Aleksandra Kolontái

Alexandra kollontai, russian revolutionary, social theorist and stateswoman (1872-1952), kollontai in 1910. (Photo by: Sovfoto/Universal Images Group via Getty Images)

Hemos hablado muchísimo de mujeres que cambiaron la historia, que propiciaron una mejora radical en los derechos de las mujeres. Pero siempre han sido españolas, americanas, inglesas y alguna que otra francesa o alemana.

Hoy vamos a hablar de una de más lejos: Aleksandra Kolontái. La primera mujer de la historia (al menos de la historia moderna) en ser ministra de un gobierno. Rusa de familia aristócrata, de raíces ucranianas y finlandesas, hija de un militar zarista y una familia materna maderera. Se llevaba mejor con su padre porque su madre se oponía a que estudiase porque no era propio de una mujer. Su madre también se opondría al que fue su marido, un joven estudiante de ingeniería de origen modesto.

Participó en los acontecimientos revolucionarios de 1905 tras presenciar la matanza de obraros frente al Palacio de Invierno. A raíz de eso se dedicó a escribir artículos y organizando asociaciones de trabajadoras. Ahí tuvo que exiliarse por primera vez, al escribir un artículo animando a los finlandeses a independizarse de Rusia. Eso le dio oportunidad de estudiar en el extranjero y de tomar contacto con movimientos revolucionarios europeos, de Suiza, Alemania, Gran Bretaña y Francia.

Se opuso a la primera guerra mundial por considerarlo un suceso imperialista al servicio de las clases dirigentes.

Cuando se produjo la revolución rusa fue ministra de bienestar social. Como decíamos antes, la primera mujer ministra de un estado moderno.

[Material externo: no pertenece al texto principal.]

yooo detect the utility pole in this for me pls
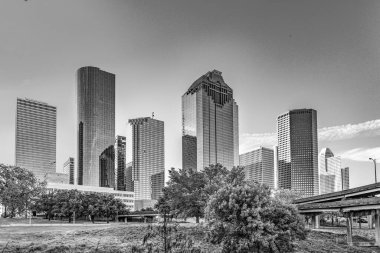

¿Y por qué nos hemos acordado de ella? Porque al frente del ministerio impulsó la igualdad de voto, la igualdad de salario a igualdad de trabajo, se aprobaron leyes de derecho al aborto y divorcio, se crearon campañas públicas para dar a conocer a las mujeres sus nuevos derechos. Se crearon maternidades, guarderías y hogares para niños. Y… tachán… se estableció un permiso de tres días para mujeres con reglas dolorosas. Sí. Eso se había logrado en Rusia hace algo más de un siglo.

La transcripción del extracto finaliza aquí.